The School of EECS is hosting the following PhD Progress Review 3 Seminar
Methods for the Effective Retrieval of Chat Conversations
Speaker: Ismail Sabei
Host: Dr Joel Mackenzie
Abstract:
Modern messaging systems, such as Slack, WhatsApp, and WeChat, facilitate synchronous and asynchronous textual communication among multiple users. These chat applications support multi-participant conversations, where users interact simultaneously within Groups (WhatsApp, Messenger or Channels (Slack). This conversation structure introduces a high likelihood of information loss, as independent sub-conversations intertwine with one another, making the retrieval of relevant past messages a significant challenge.
To address this challenge, we introduce a new research task, Search in Chat Conversations (SCC), aimed at developing effective retrieval methods for chat conversation archives. SCC presents several challenges, ranging from understanding user search behaviour to building a robust test collection and improving ranking models for ad-hoc chat retrieval. To systematically explore these challenges, we propose the following research questions:
RD1: Understanding User Search Behaviour in Chat Conversations. What are the primary search intents behind users’ searches within chat conversations, and what types of information and chat objects (messages, threads, documents) are they seeking? What strategies do users employ to navigate and search through chat conversations, and how do they cope with unsuccessful search attempts? How satisfied are users with the current search functionality of chat applications, including specific features that affect satisfaction, common challenges encountered, and possible areas for improvement?

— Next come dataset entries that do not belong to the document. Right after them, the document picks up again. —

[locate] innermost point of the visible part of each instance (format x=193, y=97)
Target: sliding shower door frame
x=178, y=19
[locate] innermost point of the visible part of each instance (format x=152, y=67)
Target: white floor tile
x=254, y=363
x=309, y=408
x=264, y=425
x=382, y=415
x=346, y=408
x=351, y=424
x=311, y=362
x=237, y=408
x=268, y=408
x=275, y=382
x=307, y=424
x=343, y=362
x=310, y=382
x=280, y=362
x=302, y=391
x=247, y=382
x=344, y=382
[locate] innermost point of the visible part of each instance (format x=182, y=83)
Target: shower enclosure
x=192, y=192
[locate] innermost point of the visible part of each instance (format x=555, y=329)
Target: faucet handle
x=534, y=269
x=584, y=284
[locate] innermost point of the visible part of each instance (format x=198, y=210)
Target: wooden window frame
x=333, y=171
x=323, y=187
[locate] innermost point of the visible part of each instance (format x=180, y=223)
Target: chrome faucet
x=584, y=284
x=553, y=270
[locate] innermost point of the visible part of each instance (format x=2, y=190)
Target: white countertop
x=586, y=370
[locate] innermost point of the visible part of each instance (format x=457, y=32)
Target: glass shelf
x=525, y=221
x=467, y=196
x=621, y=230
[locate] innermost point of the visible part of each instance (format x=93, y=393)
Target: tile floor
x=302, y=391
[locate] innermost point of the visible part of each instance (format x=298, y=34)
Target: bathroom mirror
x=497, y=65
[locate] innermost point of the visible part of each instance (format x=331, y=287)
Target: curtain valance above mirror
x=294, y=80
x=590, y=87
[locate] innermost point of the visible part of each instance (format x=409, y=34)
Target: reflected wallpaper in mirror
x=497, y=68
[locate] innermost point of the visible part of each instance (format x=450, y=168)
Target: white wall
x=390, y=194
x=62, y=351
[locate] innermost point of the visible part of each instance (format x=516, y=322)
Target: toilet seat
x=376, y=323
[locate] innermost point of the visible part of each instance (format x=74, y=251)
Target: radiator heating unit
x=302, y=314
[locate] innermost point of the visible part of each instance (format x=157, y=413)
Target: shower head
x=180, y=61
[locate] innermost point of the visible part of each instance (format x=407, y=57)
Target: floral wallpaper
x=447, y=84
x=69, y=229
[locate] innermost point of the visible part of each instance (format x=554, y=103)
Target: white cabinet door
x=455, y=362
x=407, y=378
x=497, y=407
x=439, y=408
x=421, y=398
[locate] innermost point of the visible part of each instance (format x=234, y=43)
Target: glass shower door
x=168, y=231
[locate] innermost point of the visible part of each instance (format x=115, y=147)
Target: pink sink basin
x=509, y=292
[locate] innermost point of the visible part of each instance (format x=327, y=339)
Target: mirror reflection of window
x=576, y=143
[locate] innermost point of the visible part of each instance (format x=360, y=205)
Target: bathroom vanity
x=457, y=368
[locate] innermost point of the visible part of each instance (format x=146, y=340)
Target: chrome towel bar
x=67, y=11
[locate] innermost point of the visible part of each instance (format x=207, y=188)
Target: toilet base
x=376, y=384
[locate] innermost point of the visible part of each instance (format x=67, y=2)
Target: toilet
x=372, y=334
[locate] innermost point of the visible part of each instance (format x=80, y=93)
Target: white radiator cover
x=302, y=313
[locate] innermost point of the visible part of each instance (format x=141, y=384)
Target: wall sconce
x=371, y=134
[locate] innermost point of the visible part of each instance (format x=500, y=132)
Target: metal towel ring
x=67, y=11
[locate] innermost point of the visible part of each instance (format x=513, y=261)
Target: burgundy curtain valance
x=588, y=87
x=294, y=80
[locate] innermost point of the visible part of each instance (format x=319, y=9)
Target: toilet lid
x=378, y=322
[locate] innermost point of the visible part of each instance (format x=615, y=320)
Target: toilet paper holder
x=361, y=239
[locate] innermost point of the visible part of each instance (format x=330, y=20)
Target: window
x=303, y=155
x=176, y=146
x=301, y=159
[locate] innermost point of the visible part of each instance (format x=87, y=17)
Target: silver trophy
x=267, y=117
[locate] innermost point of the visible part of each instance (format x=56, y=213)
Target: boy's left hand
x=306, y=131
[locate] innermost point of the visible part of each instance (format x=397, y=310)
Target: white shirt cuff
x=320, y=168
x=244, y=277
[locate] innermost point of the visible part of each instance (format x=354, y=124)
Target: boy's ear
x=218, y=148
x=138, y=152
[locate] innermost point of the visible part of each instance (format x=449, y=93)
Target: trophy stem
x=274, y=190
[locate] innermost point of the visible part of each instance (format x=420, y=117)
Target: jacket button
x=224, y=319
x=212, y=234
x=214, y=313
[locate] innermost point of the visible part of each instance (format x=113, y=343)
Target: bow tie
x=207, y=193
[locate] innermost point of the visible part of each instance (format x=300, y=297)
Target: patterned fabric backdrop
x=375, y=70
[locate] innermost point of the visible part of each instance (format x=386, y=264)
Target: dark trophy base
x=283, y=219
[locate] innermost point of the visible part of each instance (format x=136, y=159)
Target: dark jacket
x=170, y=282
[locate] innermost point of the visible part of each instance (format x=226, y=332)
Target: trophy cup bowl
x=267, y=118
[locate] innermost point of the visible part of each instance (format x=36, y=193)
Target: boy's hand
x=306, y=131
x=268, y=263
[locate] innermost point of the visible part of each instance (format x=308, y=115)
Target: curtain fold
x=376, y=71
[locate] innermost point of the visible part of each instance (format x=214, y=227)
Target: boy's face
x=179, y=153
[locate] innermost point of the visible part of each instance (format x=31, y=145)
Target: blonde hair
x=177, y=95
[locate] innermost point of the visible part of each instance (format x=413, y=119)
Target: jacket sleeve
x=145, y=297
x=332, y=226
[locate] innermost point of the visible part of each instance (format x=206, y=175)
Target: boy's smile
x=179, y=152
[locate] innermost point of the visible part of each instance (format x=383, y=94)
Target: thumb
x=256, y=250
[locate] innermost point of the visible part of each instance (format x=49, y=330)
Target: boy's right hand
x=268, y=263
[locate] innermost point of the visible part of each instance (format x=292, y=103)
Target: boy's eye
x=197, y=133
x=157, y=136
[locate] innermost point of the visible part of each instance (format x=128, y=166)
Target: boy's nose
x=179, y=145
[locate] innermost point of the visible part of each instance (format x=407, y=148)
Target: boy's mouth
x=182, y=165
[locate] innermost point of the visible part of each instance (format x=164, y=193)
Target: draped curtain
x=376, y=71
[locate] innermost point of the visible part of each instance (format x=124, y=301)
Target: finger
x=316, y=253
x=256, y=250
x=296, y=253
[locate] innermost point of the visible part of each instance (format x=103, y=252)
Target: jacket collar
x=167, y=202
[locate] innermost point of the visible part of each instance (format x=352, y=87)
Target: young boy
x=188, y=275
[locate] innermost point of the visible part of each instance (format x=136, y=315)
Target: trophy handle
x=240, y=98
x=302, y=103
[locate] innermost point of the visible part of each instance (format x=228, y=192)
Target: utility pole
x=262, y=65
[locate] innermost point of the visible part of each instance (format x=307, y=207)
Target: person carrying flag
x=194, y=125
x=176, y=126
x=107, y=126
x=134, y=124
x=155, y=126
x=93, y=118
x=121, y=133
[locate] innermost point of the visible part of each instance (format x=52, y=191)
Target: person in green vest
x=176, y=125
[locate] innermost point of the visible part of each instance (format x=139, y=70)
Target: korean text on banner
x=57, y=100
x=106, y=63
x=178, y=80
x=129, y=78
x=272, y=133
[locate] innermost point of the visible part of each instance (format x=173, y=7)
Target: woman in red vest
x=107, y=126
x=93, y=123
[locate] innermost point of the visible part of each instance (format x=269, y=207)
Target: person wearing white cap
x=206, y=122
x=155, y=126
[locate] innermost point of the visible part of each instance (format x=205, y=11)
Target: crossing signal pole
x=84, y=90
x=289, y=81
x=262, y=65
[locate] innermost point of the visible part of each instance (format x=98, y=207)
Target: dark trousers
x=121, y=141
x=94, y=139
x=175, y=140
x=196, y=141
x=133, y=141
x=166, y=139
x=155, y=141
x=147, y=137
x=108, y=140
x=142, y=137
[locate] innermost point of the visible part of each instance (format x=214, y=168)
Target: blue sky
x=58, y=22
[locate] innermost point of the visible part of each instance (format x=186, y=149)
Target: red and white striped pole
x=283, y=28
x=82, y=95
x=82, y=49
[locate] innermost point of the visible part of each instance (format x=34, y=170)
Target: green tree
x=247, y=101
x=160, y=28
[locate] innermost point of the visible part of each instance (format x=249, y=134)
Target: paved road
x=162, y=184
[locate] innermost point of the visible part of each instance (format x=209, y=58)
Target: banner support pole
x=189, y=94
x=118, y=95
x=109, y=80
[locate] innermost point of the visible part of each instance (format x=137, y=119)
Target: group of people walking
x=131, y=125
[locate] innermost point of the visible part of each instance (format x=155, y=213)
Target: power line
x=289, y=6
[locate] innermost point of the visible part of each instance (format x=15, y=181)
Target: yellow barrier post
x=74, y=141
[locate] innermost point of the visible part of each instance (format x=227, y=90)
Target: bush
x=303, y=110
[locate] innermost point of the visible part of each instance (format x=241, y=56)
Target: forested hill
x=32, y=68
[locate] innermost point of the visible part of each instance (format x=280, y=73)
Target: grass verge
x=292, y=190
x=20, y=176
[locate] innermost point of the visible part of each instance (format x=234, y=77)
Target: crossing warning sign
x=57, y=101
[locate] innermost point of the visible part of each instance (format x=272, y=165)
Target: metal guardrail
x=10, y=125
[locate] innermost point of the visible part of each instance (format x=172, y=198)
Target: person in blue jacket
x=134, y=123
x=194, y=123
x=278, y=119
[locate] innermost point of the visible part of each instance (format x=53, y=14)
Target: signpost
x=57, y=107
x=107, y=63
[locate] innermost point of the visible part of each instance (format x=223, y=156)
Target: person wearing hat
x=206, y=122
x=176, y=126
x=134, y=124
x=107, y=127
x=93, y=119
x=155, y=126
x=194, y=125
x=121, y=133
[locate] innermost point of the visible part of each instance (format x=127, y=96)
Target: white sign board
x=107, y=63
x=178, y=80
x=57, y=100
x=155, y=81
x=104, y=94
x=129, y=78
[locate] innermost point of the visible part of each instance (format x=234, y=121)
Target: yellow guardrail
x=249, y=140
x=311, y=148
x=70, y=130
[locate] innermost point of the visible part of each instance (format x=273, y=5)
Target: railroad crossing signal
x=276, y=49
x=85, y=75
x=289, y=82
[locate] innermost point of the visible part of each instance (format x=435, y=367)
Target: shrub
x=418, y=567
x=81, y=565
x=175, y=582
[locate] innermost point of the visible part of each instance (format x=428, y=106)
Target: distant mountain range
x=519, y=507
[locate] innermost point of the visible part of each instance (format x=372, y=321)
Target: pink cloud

RD2: Developing a Standard IR Test Collection for SCC. To support future research in chat search, we constructed SCC—a test collection for evaluating search in chat conversations—based on insights from RQ1. SCC provides a structured benchmark with 114 known-item retrieval topics or searching over 437,893 Slack chat messages. This collection enables empirical evaluation of both traditional retrieval models (e.g., BM25) and neural retrieval methods.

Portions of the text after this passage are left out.